I’ve been trying to write, and I’ve been getting frustrated. I’m happy, I have nothing to write about. I need to write lyrics for a song, I hate everything that comes out of my head, I never realised how proud I am of my misery. I re-read every sad thing from every horrendous and painful moment I have documented, nothing. Everything I put on paper sounds generic and dull, who knew being blissfully content was so unproductive.
This year is for exploring, for expanding my mind, strengthening my body. I’ll dedicate myself to actually living, to enjoying and appreciating. This year I’ll push myself, get to know myself, grow myself. This year is for accepting what already is and acknowledging what’s beyond my control. This year is for loving – my environment, my family, friends and myself. This year is for music, for yoga and travel, food, family and friends. I see the sad times creeping towards me, heartbreak washing over me, but I will not shy away – let it wash over me, let it sting and burn. I’ll grow comfortable in discomfort, take strength when I feel weak, I promise myself, I will be present for it all.
We drank whiskey and made music. I’ve never recorded music before, I’ve never sung in front of someone like that before. Anyway, the music sounded good and it must have turned us on because we ended up all over each other. My hand brushed my leg at one point and I remembered that I hadn’t been touched for a very. long. time. I announced ‘my legs are hairy!’ and he instantly replied, ‘don’t worry, I’m a feminist’.
Have you ever met someone and it’s like coming home, you can’t possibly have just met them because you know them before they’ve said a thing. Nothing needs explaining, because we both know what’s meant. Has someone shared music with you and it’s like they found your favourite songs for you, how did they know? Something speaks to your soul. I wasn’t sure what a soul was, but I can feel it, it’s the deepest definition of who I am, it’s my core, my me-ness. I never saw it until it was reflected in someone else, but now it’s there bright as day.
My morning coffee kicks in and I remember how to smile. The resentment I radiate for the first hour of the day subsides and I can finally appreciate the sun shining through my office window.

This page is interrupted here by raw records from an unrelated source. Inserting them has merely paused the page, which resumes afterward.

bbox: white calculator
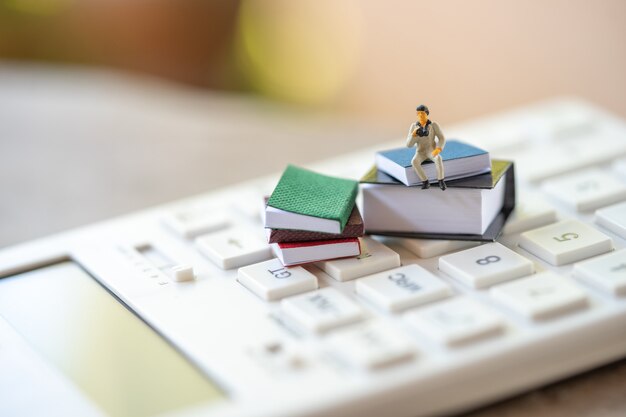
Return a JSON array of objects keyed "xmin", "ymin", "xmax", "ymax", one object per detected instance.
[{"xmin": 1, "ymin": 98, "xmax": 625, "ymax": 417}]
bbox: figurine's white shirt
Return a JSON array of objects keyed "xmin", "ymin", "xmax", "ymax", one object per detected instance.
[{"xmin": 405, "ymin": 121, "xmax": 446, "ymax": 156}]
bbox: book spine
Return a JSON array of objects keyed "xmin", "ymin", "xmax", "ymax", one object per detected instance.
[
  {"xmin": 268, "ymin": 223, "xmax": 364, "ymax": 243},
  {"xmin": 338, "ymin": 186, "xmax": 358, "ymax": 231}
]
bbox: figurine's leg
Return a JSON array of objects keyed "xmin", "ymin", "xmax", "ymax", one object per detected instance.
[
  {"xmin": 411, "ymin": 154, "xmax": 429, "ymax": 182},
  {"xmin": 432, "ymin": 155, "xmax": 447, "ymax": 190},
  {"xmin": 411, "ymin": 154, "xmax": 430, "ymax": 189},
  {"xmin": 433, "ymin": 155, "xmax": 445, "ymax": 180}
]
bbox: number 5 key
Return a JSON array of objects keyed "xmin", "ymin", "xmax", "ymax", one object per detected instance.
[{"xmin": 519, "ymin": 220, "xmax": 613, "ymax": 266}]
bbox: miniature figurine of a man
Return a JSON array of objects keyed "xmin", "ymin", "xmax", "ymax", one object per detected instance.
[{"xmin": 406, "ymin": 104, "xmax": 447, "ymax": 190}]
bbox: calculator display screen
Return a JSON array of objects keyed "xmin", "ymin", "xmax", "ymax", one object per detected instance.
[{"xmin": 0, "ymin": 261, "xmax": 224, "ymax": 417}]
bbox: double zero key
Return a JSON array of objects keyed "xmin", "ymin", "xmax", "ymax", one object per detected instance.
[{"xmin": 356, "ymin": 265, "xmax": 451, "ymax": 312}]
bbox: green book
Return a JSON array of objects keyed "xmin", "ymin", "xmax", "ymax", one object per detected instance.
[{"xmin": 266, "ymin": 165, "xmax": 358, "ymax": 234}]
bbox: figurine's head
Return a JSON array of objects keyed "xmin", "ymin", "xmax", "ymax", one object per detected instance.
[{"xmin": 415, "ymin": 104, "xmax": 429, "ymax": 125}]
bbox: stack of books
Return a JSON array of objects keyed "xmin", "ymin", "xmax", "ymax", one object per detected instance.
[
  {"xmin": 264, "ymin": 165, "xmax": 364, "ymax": 266},
  {"xmin": 361, "ymin": 140, "xmax": 516, "ymax": 241}
]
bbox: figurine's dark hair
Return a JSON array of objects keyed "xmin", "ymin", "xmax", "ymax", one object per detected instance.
[{"xmin": 416, "ymin": 104, "xmax": 429, "ymax": 115}]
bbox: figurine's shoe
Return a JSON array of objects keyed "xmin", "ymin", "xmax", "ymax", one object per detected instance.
[
  {"xmin": 421, "ymin": 181, "xmax": 430, "ymax": 190},
  {"xmin": 438, "ymin": 179, "xmax": 447, "ymax": 190}
]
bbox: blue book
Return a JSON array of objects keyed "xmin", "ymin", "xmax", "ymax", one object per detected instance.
[{"xmin": 375, "ymin": 140, "xmax": 491, "ymax": 186}]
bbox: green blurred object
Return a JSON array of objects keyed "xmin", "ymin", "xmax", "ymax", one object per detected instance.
[
  {"xmin": 2, "ymin": 0, "xmax": 71, "ymax": 16},
  {"xmin": 235, "ymin": 0, "xmax": 363, "ymax": 105}
]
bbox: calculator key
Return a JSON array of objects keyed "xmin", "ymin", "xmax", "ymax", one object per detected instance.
[
  {"xmin": 454, "ymin": 121, "xmax": 528, "ymax": 152},
  {"xmin": 281, "ymin": 287, "xmax": 364, "ymax": 333},
  {"xmin": 503, "ymin": 135, "xmax": 626, "ymax": 183},
  {"xmin": 490, "ymin": 272, "xmax": 589, "ymax": 320},
  {"xmin": 573, "ymin": 249, "xmax": 626, "ymax": 296},
  {"xmin": 396, "ymin": 237, "xmax": 478, "ymax": 258},
  {"xmin": 162, "ymin": 208, "xmax": 230, "ymax": 238},
  {"xmin": 231, "ymin": 201, "xmax": 262, "ymax": 223},
  {"xmin": 315, "ymin": 237, "xmax": 401, "ymax": 282},
  {"xmin": 542, "ymin": 169, "xmax": 626, "ymax": 212},
  {"xmin": 543, "ymin": 103, "xmax": 596, "ymax": 140},
  {"xmin": 326, "ymin": 320, "xmax": 416, "ymax": 370},
  {"xmin": 518, "ymin": 220, "xmax": 613, "ymax": 266},
  {"xmin": 356, "ymin": 265, "xmax": 451, "ymax": 312},
  {"xmin": 595, "ymin": 201, "xmax": 626, "ymax": 239},
  {"xmin": 237, "ymin": 258, "xmax": 318, "ymax": 301},
  {"xmin": 405, "ymin": 297, "xmax": 504, "ymax": 346},
  {"xmin": 230, "ymin": 190, "xmax": 264, "ymax": 222},
  {"xmin": 439, "ymin": 243, "xmax": 534, "ymax": 289},
  {"xmin": 613, "ymin": 158, "xmax": 626, "ymax": 178},
  {"xmin": 502, "ymin": 195, "xmax": 557, "ymax": 235},
  {"xmin": 171, "ymin": 265, "xmax": 195, "ymax": 282},
  {"xmin": 196, "ymin": 227, "xmax": 272, "ymax": 269}
]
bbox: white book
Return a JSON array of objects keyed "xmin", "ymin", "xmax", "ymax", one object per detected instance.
[
  {"xmin": 272, "ymin": 238, "xmax": 361, "ymax": 266},
  {"xmin": 265, "ymin": 206, "xmax": 341, "ymax": 234},
  {"xmin": 376, "ymin": 140, "xmax": 491, "ymax": 186},
  {"xmin": 361, "ymin": 172, "xmax": 508, "ymax": 235}
]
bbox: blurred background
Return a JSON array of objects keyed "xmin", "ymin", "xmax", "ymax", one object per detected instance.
[{"xmin": 1, "ymin": 0, "xmax": 626, "ymax": 246}]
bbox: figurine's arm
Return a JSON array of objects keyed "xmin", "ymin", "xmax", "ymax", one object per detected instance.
[
  {"xmin": 406, "ymin": 123, "xmax": 417, "ymax": 147},
  {"xmin": 431, "ymin": 122, "xmax": 446, "ymax": 156}
]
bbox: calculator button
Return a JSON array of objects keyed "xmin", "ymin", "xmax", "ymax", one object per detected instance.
[
  {"xmin": 171, "ymin": 265, "xmax": 195, "ymax": 282},
  {"xmin": 457, "ymin": 122, "xmax": 528, "ymax": 152},
  {"xmin": 490, "ymin": 272, "xmax": 589, "ymax": 320},
  {"xmin": 281, "ymin": 287, "xmax": 364, "ymax": 333},
  {"xmin": 542, "ymin": 169, "xmax": 626, "ymax": 212},
  {"xmin": 162, "ymin": 208, "xmax": 230, "ymax": 238},
  {"xmin": 503, "ymin": 136, "xmax": 626, "ymax": 183},
  {"xmin": 230, "ymin": 190, "xmax": 264, "ymax": 222},
  {"xmin": 195, "ymin": 227, "xmax": 272, "ymax": 269},
  {"xmin": 315, "ymin": 237, "xmax": 401, "ymax": 282},
  {"xmin": 573, "ymin": 249, "xmax": 626, "ymax": 296},
  {"xmin": 355, "ymin": 265, "xmax": 451, "ymax": 312},
  {"xmin": 326, "ymin": 320, "xmax": 416, "ymax": 370},
  {"xmin": 439, "ymin": 243, "xmax": 534, "ymax": 289},
  {"xmin": 518, "ymin": 220, "xmax": 613, "ymax": 266},
  {"xmin": 396, "ymin": 238, "xmax": 478, "ymax": 258},
  {"xmin": 237, "ymin": 258, "xmax": 318, "ymax": 301},
  {"xmin": 491, "ymin": 142, "xmax": 569, "ymax": 183},
  {"xmin": 404, "ymin": 297, "xmax": 504, "ymax": 346},
  {"xmin": 502, "ymin": 195, "xmax": 557, "ymax": 235},
  {"xmin": 595, "ymin": 201, "xmax": 626, "ymax": 239},
  {"xmin": 543, "ymin": 103, "xmax": 596, "ymax": 139},
  {"xmin": 613, "ymin": 158, "xmax": 626, "ymax": 178}
]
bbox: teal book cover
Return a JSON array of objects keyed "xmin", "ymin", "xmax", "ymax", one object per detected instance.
[
  {"xmin": 268, "ymin": 165, "xmax": 358, "ymax": 231},
  {"xmin": 378, "ymin": 140, "xmax": 487, "ymax": 167}
]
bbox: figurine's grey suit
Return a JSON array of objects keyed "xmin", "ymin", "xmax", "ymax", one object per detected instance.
[{"xmin": 406, "ymin": 121, "xmax": 446, "ymax": 182}]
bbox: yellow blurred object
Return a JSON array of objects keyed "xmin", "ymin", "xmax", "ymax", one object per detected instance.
[
  {"xmin": 432, "ymin": 147, "xmax": 442, "ymax": 157},
  {"xmin": 235, "ymin": 0, "xmax": 363, "ymax": 105}
]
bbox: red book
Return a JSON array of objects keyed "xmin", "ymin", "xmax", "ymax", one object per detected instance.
[{"xmin": 272, "ymin": 238, "xmax": 361, "ymax": 266}]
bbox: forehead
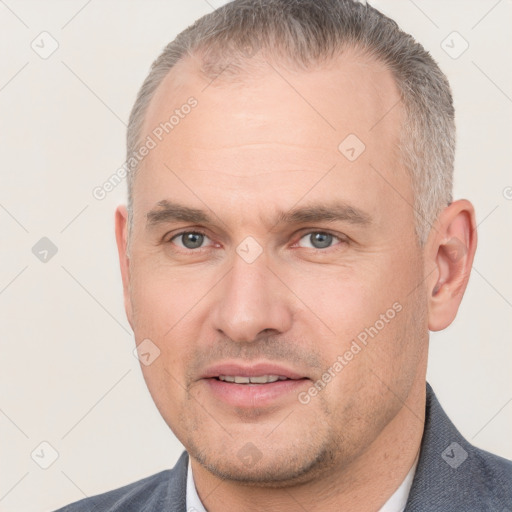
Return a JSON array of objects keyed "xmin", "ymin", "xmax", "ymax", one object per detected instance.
[
  {"xmin": 134, "ymin": 50, "xmax": 409, "ymax": 229},
  {"xmin": 143, "ymin": 49, "xmax": 403, "ymax": 153}
]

Burrell started talking to me on Sunday. In true 2016 fashion, I liked a status his sister put up about his music, and he added me on Instragram where he stumbled across a picture of me with a banjo, that was enough reason for him to send me a message. We have friends in common, we like the same music, he’s a very talented musician, he said he likes my singing voice and we should make some music together. Trying not to get swept up in some kind of Nashville-esq frenzy I evaluate his intentions and whether I can, in good conscience build a musical bond with him, because at the end of the day the question is, would be just be a musical bond?